Così l’uomo nella sua dimensione
intrastorica può anche intuire e vivere un significato nella conoscenza, ma è
anche vero che questa non giunge mai al compimento, non possiamo comprendere il
tutto; oppure nell’amore, nell’amare e nell’essere amati, ma è anche vero che
l’amore non raggiunge mai completamente la persona amata, né si può contare su
una comunione piena e per sempre. E così via per tutti i “momenti” di senso
della vita, preziosi ma fragili. Sono tutte esperienze che in sé non
esauriscono né la loro origine né la loro fine, sono inserite in una condizione
di vita finita, limitata, fragile, dove non c’è sempre corrispondenza tra
“virtù” e felicità, tra volere e potere. L’esperienza storica non esaurisce il
fondo di nessuna realtà, si potrebbe dire.
Questo vuol dire che il significato
della vita lo dobbiamo cogliere, scoprire, vivere già qui, ora e da noi stessi,
nella nostra esperienza storica, e questo non può essere delegato a
qualsivoglia altro essere esterno a noi se vuole essere un significato
autentico e nostro; ma è anche vero che questo non sarebbe ancora sufficiente
per la piena attuazione di questo significato, per i limiti qualitativi e
quantitativi della nostra esperienza storica, e quindi sarebbe necessaria una
condizione Altra perché giungesse a compimento assoluto. Potrei riassumere
così: “già qui ed ora, e scoperto da noi stessi” ma “da portare a compimento”:
queste sono le caratteristiche necessarie del significato perché sia autentico
e assoluto. Se manca la prima è inautentico, se manca la seconda è incompiuto.
Se la prima dipende da noi, la seconda è altra da noi.

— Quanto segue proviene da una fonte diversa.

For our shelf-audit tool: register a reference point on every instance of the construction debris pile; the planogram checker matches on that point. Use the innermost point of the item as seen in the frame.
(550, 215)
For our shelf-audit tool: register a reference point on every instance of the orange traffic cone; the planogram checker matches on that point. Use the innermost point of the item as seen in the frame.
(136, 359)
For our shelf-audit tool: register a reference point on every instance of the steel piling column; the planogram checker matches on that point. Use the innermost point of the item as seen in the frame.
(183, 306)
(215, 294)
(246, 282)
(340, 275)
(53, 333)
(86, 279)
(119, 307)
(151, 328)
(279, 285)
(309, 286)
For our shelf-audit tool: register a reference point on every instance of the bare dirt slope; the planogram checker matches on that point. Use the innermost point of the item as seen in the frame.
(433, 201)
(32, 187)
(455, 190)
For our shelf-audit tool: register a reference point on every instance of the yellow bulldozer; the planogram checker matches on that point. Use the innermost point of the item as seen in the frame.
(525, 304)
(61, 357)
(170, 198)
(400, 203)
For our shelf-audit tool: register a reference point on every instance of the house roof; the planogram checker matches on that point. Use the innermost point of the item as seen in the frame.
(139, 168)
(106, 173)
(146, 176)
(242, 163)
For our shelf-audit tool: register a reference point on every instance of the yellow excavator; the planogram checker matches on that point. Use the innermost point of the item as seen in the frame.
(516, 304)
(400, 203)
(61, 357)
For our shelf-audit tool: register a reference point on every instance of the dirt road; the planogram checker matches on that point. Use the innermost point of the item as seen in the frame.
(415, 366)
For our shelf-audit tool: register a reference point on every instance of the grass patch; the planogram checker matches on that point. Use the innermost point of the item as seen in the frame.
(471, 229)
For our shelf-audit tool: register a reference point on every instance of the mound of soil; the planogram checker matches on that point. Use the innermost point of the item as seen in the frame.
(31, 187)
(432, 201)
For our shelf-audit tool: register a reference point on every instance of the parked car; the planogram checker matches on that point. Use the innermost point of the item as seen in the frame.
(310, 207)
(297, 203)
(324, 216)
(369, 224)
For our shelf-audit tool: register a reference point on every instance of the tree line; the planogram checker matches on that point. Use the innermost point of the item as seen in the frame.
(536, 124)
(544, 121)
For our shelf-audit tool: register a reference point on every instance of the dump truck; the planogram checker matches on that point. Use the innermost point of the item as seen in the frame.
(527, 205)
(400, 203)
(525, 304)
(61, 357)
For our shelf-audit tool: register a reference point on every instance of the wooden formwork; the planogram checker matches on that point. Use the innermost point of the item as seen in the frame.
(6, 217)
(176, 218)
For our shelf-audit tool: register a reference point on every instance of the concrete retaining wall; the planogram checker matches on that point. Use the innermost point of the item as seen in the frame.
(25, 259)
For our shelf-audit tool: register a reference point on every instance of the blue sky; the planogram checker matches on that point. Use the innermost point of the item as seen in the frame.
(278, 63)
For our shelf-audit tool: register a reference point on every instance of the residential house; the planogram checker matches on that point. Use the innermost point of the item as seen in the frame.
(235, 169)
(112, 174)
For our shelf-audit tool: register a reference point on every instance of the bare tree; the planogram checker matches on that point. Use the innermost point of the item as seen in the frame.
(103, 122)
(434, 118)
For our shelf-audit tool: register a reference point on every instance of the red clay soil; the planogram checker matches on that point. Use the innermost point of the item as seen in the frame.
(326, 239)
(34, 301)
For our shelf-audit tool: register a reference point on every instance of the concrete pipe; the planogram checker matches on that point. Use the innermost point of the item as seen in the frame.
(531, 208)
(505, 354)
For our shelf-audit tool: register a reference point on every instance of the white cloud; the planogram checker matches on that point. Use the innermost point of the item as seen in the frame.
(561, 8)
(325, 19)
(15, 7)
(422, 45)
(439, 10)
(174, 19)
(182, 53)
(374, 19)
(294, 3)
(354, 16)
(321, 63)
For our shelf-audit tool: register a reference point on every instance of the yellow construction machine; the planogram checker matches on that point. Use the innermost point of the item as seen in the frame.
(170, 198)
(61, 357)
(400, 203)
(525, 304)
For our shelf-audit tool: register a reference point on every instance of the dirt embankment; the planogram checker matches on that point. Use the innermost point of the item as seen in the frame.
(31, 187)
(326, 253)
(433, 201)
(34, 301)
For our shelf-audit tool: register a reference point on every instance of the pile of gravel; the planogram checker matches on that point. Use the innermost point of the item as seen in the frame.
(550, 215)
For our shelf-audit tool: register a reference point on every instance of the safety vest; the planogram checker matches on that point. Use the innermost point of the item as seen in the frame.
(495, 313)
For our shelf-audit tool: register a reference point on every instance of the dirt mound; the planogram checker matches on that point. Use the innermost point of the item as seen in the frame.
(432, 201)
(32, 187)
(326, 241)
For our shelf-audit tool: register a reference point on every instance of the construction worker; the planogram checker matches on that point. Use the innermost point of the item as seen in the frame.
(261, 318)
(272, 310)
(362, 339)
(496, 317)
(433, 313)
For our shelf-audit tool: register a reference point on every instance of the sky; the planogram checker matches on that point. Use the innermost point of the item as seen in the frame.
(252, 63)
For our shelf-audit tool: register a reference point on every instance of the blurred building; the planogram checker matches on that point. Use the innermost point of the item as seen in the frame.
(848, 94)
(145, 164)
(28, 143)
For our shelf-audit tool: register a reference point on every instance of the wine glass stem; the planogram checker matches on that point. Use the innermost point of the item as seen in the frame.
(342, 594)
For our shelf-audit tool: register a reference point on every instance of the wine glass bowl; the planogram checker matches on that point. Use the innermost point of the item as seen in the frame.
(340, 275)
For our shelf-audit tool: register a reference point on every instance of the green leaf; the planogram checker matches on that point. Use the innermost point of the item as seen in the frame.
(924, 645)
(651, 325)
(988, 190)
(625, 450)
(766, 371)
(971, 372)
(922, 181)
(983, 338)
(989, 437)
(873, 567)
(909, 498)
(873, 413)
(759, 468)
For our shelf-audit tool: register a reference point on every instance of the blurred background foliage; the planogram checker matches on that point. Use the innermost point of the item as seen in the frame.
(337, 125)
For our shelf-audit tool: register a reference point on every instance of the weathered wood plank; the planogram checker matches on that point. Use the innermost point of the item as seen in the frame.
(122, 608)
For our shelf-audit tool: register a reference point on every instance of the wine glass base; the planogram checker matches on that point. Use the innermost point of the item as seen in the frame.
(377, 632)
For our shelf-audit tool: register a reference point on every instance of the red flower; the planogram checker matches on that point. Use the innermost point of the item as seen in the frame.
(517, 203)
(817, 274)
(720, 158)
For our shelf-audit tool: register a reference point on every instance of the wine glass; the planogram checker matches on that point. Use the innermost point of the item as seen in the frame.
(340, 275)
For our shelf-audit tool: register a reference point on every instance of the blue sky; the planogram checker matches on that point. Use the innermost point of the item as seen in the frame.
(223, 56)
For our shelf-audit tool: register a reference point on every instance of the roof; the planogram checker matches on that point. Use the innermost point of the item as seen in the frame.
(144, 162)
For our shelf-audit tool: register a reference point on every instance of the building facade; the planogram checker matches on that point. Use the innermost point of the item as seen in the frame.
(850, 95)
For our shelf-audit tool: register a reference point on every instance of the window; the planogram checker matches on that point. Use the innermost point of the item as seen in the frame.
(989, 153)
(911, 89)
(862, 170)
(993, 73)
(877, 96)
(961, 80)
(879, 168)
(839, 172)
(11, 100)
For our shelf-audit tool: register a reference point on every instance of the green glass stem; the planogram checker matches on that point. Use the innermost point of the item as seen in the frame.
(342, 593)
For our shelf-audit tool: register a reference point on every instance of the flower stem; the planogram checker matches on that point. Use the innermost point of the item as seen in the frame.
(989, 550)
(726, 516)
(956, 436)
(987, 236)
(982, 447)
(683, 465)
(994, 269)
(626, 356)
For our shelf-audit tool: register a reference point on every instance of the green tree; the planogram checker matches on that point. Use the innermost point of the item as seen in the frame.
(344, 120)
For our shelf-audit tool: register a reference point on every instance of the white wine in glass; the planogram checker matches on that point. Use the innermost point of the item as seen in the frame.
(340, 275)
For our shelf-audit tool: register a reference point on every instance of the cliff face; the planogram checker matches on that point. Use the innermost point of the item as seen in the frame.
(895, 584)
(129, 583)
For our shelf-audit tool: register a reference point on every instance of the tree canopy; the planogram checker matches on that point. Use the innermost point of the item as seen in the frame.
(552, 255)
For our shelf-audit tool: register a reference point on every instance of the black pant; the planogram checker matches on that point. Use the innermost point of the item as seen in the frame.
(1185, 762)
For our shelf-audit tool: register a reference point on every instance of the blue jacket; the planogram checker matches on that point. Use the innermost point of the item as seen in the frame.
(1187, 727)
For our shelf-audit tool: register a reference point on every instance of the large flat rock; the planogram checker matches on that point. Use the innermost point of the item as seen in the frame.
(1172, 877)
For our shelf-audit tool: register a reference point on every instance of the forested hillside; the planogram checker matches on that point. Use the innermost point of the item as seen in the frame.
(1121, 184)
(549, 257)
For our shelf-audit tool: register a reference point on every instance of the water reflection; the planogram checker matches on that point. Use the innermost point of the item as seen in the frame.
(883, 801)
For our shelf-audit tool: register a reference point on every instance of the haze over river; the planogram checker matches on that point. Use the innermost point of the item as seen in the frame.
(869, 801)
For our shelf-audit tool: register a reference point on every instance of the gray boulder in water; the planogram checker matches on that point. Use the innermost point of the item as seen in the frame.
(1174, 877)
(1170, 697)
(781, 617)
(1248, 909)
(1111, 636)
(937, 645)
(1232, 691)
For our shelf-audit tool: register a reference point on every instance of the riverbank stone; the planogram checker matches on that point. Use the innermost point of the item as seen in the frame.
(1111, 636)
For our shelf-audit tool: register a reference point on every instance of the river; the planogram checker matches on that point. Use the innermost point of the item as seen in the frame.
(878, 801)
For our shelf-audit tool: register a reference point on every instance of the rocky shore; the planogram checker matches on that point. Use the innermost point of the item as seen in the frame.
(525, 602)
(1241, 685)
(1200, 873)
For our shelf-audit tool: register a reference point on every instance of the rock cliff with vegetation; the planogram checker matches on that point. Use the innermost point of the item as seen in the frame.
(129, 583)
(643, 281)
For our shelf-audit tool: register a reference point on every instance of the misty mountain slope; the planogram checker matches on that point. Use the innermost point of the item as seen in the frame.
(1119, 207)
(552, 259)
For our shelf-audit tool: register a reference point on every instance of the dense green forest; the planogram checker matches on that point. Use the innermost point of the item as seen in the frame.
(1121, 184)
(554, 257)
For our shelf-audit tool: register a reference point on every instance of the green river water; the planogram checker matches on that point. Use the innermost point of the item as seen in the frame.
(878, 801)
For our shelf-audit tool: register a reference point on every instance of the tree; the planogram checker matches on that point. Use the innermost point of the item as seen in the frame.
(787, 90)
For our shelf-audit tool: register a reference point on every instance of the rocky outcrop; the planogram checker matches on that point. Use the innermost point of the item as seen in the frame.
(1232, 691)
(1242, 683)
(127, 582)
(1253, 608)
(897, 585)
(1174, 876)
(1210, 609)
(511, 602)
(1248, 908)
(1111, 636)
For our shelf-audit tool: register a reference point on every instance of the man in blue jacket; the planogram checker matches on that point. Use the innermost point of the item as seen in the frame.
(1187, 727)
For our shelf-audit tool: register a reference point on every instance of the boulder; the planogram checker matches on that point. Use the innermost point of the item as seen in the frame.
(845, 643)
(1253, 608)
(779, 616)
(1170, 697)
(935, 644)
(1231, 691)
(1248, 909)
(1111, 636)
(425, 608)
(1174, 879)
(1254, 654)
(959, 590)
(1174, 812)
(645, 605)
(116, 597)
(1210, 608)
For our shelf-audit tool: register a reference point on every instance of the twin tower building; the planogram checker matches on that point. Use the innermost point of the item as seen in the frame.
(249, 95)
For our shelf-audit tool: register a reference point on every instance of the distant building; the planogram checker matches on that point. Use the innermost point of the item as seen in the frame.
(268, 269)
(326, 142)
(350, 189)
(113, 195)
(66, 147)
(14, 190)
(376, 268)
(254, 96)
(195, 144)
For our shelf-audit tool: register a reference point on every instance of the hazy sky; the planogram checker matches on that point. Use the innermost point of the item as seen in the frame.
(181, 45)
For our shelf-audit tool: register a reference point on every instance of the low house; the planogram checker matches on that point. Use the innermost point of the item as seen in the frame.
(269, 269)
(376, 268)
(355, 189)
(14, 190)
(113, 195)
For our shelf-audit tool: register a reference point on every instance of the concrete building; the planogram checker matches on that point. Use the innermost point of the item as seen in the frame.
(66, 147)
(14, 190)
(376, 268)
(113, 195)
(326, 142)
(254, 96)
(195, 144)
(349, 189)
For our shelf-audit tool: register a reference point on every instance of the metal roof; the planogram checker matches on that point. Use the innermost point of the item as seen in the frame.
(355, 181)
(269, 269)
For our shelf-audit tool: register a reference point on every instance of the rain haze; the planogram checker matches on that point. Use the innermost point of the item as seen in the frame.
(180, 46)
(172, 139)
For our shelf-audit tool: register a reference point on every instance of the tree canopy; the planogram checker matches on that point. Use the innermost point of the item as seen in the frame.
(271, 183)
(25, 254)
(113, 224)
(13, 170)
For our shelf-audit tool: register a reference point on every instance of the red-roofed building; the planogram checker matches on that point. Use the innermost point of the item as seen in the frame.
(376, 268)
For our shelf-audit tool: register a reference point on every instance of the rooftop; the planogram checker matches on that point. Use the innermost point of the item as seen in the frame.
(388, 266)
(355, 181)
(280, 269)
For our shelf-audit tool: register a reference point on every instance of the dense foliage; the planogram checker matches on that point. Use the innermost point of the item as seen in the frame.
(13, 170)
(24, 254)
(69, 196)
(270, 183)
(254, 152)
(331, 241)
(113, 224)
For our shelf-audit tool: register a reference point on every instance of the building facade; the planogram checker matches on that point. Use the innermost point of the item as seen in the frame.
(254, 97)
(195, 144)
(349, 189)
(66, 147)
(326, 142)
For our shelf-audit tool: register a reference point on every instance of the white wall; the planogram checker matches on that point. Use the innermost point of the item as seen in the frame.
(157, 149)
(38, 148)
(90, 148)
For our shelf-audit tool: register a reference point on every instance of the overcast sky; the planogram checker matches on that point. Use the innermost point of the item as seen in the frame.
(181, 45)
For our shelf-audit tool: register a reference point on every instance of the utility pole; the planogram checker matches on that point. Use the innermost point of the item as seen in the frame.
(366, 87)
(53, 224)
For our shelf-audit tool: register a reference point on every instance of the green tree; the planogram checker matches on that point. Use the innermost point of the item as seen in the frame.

Alla fine dunque, riassumendo, l’uomo
può sperare in un aldilà sia per amore della vita prima della morte – perché
tutto il bene, tutto il vivere e l’amore non siano condannati ad un’inutilità
finale; perché spera giungano a compimento quei “momenti” di senso e felicità
che costruisce e sperimenta già nella sua vita, perseguendo valori come la
giustizia, la solidarietà, la compassione – sia perché il dolore per malattie,
lutti, insuccessi, privazioni, ingiustizie ed odio che tanti sperimentano qui,
non abbia l’ultima parola - se tutto finisse con la morte, moltissime persone
chiuderebbero la vita con un bilancio sfavorevole che non troverebbe mai alcun
compenso.
Ma questa speranza, esistenzialmente
legittima, è anche razionalmente fondata?
Dall’indagine fatta emerge che la
vita oltre la morte - nelle modalità di immortalità dell’anima o dell’“io”, o
reincarnazione oppure risurrezione – sembra essere ancora una possibilità: può essere quindi solo una credenza, oggetto di fede, che non
rimanda alla dimensione del sapere - né come dimostrazione e nemmeno come
argomentazione oggettivamente plausibile - ma solo a quella della fiducia e della speranza (o dell’attesa).
L’uomo, davanti alla morte, può ancora
sperare di “incorporare” in sé un’“anima” e che sia di per sé immortale; oppure,
se fosse mortale, può sperare che Dio, se esiste, la renda immortale. Oppure
può confidare che, anche se l’uomo non avesse un’“anima”, le informazioni (o i
suoi stati mentali o il suo software) che rappresentano il suo “io” vengano
preservate dalla dissoluzione per l’eternità, e incorporate in qualche tipo di
hardware o in Dio. O ancora, può attendere che, per iniziativa creatrice e
salvifica di Dio, questi faccia risuscitare l’unità corporea-spirituale o
psico-fisica dell’uomo dopo la morte in un “corpo trasformato o glorificato”. E
può sperare che in tutti i casi sia garantita la continuità con l’identità in
questa vita e la sua significatività.
Se solo una speranza anziché una certezza
sia sufficiente per indirizzare o dare significato o far sopportare la vita
terrena, questo rimane però soggettivo.